Admiration? Absolutely! The first thing I learned in taking the helm at the code was that this consensus standard has been created by and improved upon by some of the most hard working, intelligent folks in the industry. Hundreds of dedicated committee, subcommittee, and working group members — representing a variety of organizations — work to improve the safety of the employees who work in communications and electric service, as well as the people who depend on these critical services.

I had attended executive and subcommittee meetings at IEEE headquarters in the past, but as chair the vital work took on a different meaning. These folks are devoted to the code. Add the ever present Sue Vogel — IEEE secretariat of the NESC for the past 25 years. I was awed to just see my name by theirs.

Exhilaration? Ironic, but you betcha! The main committee of the code had not met since the early 90s. I couldn't believe it! "Why not?" I asked and never received a good answer. I requested that the NESC main committee meet for the first time at APPA's headquarters in Washington, DC. We embarked on a decade that brought us new opportunities in a rapidly changing electrical industry. In fact, there was so much energy in the room that the main committee voted to meet again. We decided to meet three times during each five-year cycle. And what a difference face to face meetings can make! Collectively we became more active, discussed more issues, and ultimately plotted a path to ensure the NESC of 2116 will be as relevant as it is today.

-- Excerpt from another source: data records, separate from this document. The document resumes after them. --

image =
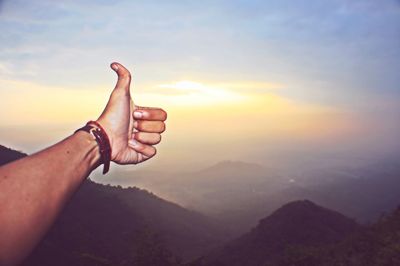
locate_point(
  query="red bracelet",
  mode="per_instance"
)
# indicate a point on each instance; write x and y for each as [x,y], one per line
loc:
[100,135]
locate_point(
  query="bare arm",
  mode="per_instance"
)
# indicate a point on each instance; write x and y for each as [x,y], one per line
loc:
[34,190]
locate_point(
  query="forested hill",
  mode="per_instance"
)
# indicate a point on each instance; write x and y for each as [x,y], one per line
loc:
[105,225]
[304,234]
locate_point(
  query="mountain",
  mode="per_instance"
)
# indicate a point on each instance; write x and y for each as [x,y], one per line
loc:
[297,223]
[224,191]
[106,225]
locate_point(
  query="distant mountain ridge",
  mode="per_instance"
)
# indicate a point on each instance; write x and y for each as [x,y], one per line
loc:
[105,225]
[296,223]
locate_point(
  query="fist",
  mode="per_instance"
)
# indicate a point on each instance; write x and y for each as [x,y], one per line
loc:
[133,130]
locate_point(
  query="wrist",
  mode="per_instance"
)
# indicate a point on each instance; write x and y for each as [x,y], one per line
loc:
[99,135]
[87,143]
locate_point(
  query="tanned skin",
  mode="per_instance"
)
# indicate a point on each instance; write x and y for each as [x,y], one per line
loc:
[34,190]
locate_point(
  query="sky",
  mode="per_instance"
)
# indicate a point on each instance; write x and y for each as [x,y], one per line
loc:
[252,80]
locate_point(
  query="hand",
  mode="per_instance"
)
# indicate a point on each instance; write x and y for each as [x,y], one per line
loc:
[133,131]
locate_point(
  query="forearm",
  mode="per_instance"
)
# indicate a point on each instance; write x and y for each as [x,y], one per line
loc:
[35,189]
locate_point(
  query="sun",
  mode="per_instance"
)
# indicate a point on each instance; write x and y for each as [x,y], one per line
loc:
[187,92]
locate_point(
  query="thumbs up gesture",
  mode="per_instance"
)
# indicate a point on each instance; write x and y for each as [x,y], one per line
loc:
[133,130]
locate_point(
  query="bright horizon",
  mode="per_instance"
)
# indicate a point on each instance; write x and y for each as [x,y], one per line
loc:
[240,80]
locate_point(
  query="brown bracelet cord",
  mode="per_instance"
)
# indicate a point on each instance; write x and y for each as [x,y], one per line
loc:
[100,135]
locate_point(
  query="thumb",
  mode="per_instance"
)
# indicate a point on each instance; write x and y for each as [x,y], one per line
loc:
[124,76]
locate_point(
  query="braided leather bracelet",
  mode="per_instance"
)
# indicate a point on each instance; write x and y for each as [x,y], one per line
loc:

Success! I guess what makes me most proud of these past ten years is the success we had despite many challenges. The NESC team under my leadership:

  • Orchestrated the formation of the NEC (National Electric Code)/NESC joint task force to collaborate on technical issues shared by these two important codes.
  • Put on the first NESC Summit in 100 years, where more than 100 attendees discussed the current and future use of the code over two and a half days.
  • Produced six videos of NESC volunteers explaining what the NESC is, why it is important, and issues pertinent to its future.
  • Organized a field trip with the main committee to a solar generation facility in Southern California to learn how the NESC intersects with the fast-growing field of renewable energy.
  • Debuted a MOOC on the NESC. That's a "Massive Open Online Course" that goes over the basics of the NESC.
  • Transitioned the process of proposed changes to the code to an all-electronic platform.
  • Rolled out the first-ever NESC mobile app.
  • Built bridges to organizations that had not been involved in the NESC recently, most notably the National Association of Regulatory Utility Commissioners.


I'm certain there's more that I've missed or forgotten. Maybe I only want to remember all the good things as I transition to past chair in September.

I leave NESC is in fine hands, as Nelson Bingel of Osmose Utilities Services and Danna Liebhaber of Bonneville Power Administration take the reins in September. I have no doubt that the code will proliferate and evolve as it continues to do what it does best: protect the public and the men and women who bring essential services to them."